Das FA stützt seine Revision sinngemäß auf eine Verletzung des § 19 Abs. 1 Nr. 1 EStG. Es meint, die Vergütungen für die Leistungsschutzrechte seien nach dem Veranlassungsprinzip als Arbeitslohn zu beurteilen. Die Gleichzeitigkeit der Aufzeichnung mit der Aufführung führe zu der Erkenntnis, daß hier ein und dieselbe Tätigkeit aus nichtselbständiger Arbeit vorliege, die auch die Voraussetzungen für spätere Vergütungen schaffe. Konsequenterweise müßten dann die folgenden Einnahmen auch derselben Einkunftsquelle zuzurechnen sein, in der die Ursachen für die Einnahmen gelegt worden seien.

Das FA beantragt, die Vorentscheidung aufzuheben und die Klage abzuweisen.

Die Klägerin beantragt, die Revision zurückzuweisen.

Entscheidungsgründe

Die Revision des FA ist unbegründet. Das FG hat rechtsfehlerfrei entschieden, daß die von der Klägerin an die Orchestermitglieder gezahlten Vergütungen für die Leistungsschutzrechte nicht als Arbeitslohn i. S. des § 19 Abs. 1 Nr. 1 EStG zu beurteilen und die angefochtenen Lohnsteueranmeldungen deshalb aufzuheben sind.
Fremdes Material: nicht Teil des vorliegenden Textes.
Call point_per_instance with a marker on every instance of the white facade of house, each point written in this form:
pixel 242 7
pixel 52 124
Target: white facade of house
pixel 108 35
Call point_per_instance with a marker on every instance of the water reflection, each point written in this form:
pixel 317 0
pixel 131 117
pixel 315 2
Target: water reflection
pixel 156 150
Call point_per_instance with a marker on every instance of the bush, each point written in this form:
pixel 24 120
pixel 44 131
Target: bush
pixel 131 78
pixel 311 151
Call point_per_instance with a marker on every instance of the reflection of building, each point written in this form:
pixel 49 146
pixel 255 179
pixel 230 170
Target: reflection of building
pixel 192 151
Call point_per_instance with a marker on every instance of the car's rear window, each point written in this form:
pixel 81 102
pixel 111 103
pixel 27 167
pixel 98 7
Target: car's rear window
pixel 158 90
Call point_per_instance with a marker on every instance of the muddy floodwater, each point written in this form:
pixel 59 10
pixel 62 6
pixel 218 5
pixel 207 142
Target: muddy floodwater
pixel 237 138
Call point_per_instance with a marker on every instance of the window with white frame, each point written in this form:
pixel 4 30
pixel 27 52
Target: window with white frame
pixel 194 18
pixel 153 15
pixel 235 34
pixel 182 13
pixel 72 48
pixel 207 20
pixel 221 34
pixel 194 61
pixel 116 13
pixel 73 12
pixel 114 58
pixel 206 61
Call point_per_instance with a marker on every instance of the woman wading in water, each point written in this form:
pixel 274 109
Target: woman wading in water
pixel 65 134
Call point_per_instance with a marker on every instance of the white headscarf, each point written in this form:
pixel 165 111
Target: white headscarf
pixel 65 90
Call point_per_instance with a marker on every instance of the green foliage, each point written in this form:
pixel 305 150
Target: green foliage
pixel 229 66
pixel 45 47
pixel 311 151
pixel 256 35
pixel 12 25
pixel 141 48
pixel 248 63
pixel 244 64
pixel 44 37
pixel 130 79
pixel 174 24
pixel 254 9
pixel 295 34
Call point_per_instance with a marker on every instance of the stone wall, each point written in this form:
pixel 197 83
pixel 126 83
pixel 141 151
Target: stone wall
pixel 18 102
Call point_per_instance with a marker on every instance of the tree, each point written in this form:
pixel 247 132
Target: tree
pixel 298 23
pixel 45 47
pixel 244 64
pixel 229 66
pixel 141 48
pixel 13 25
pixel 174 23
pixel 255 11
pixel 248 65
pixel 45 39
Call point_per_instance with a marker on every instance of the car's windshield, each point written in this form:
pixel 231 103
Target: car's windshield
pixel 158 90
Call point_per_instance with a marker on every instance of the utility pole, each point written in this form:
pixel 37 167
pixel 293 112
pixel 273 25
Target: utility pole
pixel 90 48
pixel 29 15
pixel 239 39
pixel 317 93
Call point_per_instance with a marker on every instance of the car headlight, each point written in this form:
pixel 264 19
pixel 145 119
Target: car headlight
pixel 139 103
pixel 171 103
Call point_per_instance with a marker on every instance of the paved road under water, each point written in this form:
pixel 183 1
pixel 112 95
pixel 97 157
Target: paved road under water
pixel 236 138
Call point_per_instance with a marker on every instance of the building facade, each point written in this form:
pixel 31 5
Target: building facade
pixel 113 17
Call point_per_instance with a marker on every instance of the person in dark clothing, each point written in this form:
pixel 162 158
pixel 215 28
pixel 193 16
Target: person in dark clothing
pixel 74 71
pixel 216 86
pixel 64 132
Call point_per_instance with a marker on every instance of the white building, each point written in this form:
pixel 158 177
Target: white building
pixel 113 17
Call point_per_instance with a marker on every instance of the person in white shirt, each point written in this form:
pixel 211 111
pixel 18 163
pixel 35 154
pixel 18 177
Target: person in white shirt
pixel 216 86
Nach der höchstrichterlichen Rechtsprechung werden gemäß § 19 Abs. 1 Nr. 1 EStG Vorteile "für eine Beschäftigung" gewährt, wenn sie durch das individuelle Dienstverhältnis des Arbeitnehmers veranlaßt sind (Urteile des Bundesfinanzhofs - BFH - vom 17. September 1982 VI R 75/79, BFHE 137, 13, BStBl II 1983, 39; vom 11. März 1988 VI R 106/84, BFHE 153, 324, BStBl II 1988, 726, 728). Das ist der Fall, wenn der Vorteil nur mit Rücksicht auf das Dienstverhältnis eingeräumt wird (BFH-Urteil vom 10. Juni 1983 VI R 176/80, BFHE 138, 456, BStBl II 1983, 642) und wenn die Einnahme als Ertrag der nichtselbständigen Arbeit anzusehen ist, d. h. wenn sich die Leistung des Arbeitgebers im weitesten Sinne als Gegenleistung für das Zurverfügungstellen der individuellen Arbeitskraft des Arbeitnehmers erweist (vgl. BFH in BFHE 153, 324, BStBl II 1988, 726, 728).

Im Streitfall teilt der Senat die Wertung des FG, daß die Zahlungen der Klägerin an die Orchestermitglieder für die Übertragung der Leistungsschutzrechte nicht durch das Arbeitsverhältnis veranlaßt sind.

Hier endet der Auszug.